Si e no. Devi tenere conto che bombardare una città, per tutta la seconda guerra mondiale, era un rischio enorme. A parte che ti ci vuole la scorta di caccia a protezione (e quindi caccia con grande autonomia), non si è comunque protetti dalla contraerea (ed i tedeschi svilupparono una flak devastante, con gli 88 puntati verso il cielo). Per questo motivo i bombardieri strategici volavano quasi sempre di notte, e gli aviatori non avevano grandi strumenti per orientarsi, dovevano guardare i riferimenti geografici sul terreno, e se la città è oscurata, hai voglia te a trovare la fabbrica. I tedeschi, per voler colpire Belfast, bombardarono Dublino (Irlanda). Gli alleati Friburgo (Svizzera). Senza contare gli aviatori che, perso ogni riferimento geografico mentre volavano in piena notte, lanciavano le bombe dove capitava e tornavano indietro (2/3 delle bombe lanciate finirono in aperta campagna). Nel '40 persero la vita più aviatori inglesi abbattuti che civili tedeschi bombardati.
L'unica possibilità era bombardare di giorno, col cielo terso, dopo che un ricognitore fosse riuscito a volare a tutta velocità sull'obbiettivo, fotografarlo, e tornare indietro vivo (usavano i Mosquito). Così si capiva dove si trovava la fabbrica all'interno della città, e tentare di arrivarci sopra per sganciarvi le bombe e distruggerla.
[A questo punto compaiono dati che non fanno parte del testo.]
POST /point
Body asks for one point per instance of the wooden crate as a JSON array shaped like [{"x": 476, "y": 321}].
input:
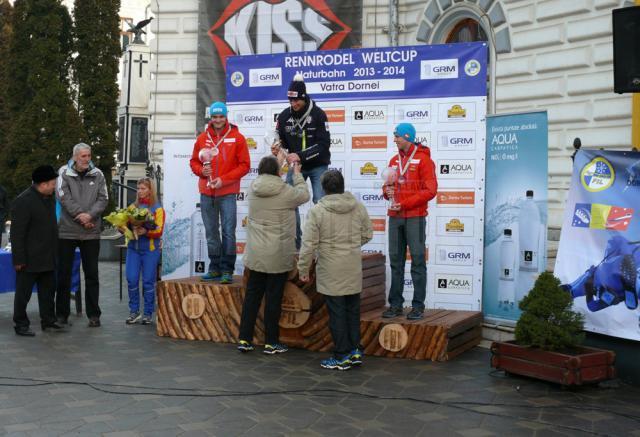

I primi a provarci furono gli americani nel '42, confidando nel pesante armamento difensivo dei B-17. Risultato: tornavano indietro in pochissimi. Cominciarono a distruggere fabbriche e minare la capacità produttiva del Reich quando ebbero caccia a lungo raggio a protezione: nel '45.
La guerra aerea della II GM fu sempre una questione di tattica. Prima la supremazia aerea, poi il bombardamento delle unità nemiche per indebolirle e facilitare lo sfondamento da parte dei carri. La prima parte della campagna d'Inghilterra fu devastante per gli inglesi. Per prima cosa i tedeschi distruggevano le postazioni radar sulla costa, poi attaccavano gli aereoporti, spesso con i caccia che mitragliavano a volo radente. Era l'unica tattica possibile: indebolire le difese nemiche e poi attaccarle. Occorreva solo sbarcare, affrontare l'esercito nemico e sconfiggerlo. Home Fleet a parte, ovviamente.